Stock Markets June 2, 2026 05:24 AM

STMicroelectronics stock jumps as company sharply lifts 2026 data center revenue goal

Geneva-based chipmaker revises 2026 data center target to roughly $1 billion, citing strong AI infrastructure demand and capacity ramp progress

By Priya Menon

STMicroelectronics shares climbed nearly 10% after the company raised its 2026 data center revenue ambition to about $1 billion from a previous projection of "nicely above $500 million." Management also flagged the potential for a further doubling of data center revenue in 2027 versus earlier guidance. The move, supported by recent AI-related partnerships and production milestones, propelled the stock to a new 52-week high and made it the top performer on the CAC 40.

STMicroelectronics stock jumps as company sharply lifts 2026 data center revenue goal

Key Points

  • STMicroelectronics raised its 2026 data center revenue target to about $1 billion, up from a prior outlook of "nicely above $500 million." - Impacts the technology and semiconductor sectors.
  • Management indicated data center revenue could double again in 2027 compared with earlier guidance of "well above $1 billion." - Supports demand narrative for AI infrastructure components.
  • Jefferies reiterated a Buy rating with a EUR 74.00 price target and expects roughly two-thirds of the upgraded data center revenue to come from optical components, with the remainder from power chips. - Relevant for suppliers and investors focused on optical components and power semiconductor markets.

STMicroelectronics NV saw its stock surge by nearly 10.0% after the company issued a formal update that substantially increased its data center revenue target for 2026. The Geneva-headquartered chipmaker now expects data center revenue of approximately $1 billion for 2026, up from a prior forecast described as "nicely above $500 million."

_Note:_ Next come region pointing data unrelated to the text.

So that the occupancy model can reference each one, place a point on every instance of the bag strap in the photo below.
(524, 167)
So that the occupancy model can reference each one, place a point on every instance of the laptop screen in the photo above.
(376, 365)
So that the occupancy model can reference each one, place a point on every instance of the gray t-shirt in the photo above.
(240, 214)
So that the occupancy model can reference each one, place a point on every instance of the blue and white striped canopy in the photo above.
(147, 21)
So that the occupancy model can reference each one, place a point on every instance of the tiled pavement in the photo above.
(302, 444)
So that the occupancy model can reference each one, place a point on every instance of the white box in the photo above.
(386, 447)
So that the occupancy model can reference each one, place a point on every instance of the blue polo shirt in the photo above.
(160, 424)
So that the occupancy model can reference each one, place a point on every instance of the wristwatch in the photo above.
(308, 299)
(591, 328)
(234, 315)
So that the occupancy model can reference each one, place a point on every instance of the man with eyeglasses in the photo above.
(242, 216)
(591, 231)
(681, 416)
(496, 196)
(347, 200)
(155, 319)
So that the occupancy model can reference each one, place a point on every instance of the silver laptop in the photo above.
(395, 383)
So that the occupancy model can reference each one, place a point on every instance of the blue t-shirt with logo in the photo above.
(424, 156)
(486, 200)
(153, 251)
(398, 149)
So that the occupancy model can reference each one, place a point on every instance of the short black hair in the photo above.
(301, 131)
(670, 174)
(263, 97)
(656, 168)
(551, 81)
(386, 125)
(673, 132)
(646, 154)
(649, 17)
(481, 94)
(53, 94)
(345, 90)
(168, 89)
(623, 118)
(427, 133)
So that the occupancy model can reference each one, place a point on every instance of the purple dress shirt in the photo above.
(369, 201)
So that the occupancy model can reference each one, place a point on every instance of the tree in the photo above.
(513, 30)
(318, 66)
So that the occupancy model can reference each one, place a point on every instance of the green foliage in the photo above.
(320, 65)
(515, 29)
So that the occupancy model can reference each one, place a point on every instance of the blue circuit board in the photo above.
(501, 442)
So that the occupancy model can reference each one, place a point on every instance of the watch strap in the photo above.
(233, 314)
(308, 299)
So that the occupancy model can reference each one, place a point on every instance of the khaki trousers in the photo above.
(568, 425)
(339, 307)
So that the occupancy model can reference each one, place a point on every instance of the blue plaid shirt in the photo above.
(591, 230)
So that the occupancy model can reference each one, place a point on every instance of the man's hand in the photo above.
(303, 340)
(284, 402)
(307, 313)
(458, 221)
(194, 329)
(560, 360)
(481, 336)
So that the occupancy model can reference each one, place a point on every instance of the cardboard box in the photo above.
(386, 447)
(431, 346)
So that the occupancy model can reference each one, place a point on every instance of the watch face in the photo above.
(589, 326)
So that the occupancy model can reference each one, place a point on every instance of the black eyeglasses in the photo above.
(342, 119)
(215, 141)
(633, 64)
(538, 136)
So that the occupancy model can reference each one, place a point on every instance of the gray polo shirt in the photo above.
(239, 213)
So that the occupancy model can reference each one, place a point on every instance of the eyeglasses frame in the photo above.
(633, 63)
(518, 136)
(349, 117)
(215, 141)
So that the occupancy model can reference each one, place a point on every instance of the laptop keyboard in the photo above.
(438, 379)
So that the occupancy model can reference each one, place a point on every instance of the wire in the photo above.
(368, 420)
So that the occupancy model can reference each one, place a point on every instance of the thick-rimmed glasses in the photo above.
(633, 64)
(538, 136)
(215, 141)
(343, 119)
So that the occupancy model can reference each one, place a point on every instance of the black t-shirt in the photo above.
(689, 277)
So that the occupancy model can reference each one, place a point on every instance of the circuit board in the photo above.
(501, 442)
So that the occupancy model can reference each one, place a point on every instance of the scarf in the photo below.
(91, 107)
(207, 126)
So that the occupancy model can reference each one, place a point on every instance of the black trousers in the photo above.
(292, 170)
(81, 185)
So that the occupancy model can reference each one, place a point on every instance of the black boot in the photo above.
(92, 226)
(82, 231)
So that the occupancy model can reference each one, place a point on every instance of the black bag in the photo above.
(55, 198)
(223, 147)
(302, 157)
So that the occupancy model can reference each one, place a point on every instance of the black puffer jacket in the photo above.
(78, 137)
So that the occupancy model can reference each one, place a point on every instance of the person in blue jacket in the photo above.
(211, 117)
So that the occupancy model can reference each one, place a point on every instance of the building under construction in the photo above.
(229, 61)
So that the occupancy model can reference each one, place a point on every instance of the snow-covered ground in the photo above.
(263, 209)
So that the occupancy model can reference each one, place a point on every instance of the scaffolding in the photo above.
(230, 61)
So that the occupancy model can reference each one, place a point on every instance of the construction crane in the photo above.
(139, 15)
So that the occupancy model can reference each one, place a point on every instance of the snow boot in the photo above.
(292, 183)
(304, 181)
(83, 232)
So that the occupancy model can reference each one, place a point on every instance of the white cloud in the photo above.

Beyond 2026, STMicroelectronics told investors that data center revenue could double again in 2027 compared with the previous expectation of "well above $1 billion." The company attributed the higher targets to sustained AI infrastructure-led demand and to recent advances in ramping production capacity.

The guidance revision was anchored by several milestones the company has announced in recent months. These include an expanded multi-year engagement with Amazon Web Services, commencement of high-volume silicon photonics production for AI infrastructure, and a Physical AI collaboration with NVIDIA. Management framed the improved outlook as the direct result of these demand and production developments.

Analysts took note. Jefferies reiterated a Buy rating and kept a EUR 74.00 price target on the stock, highlighting that roughly two-thirds of the upgraded data center revenue guidance is expected to come from optical components. Jefferies specified that those optical components include microcontrollers, silicon photonic PICs, and BiCMOS EICs, with the remaining one-third of the uplift coming from power chips.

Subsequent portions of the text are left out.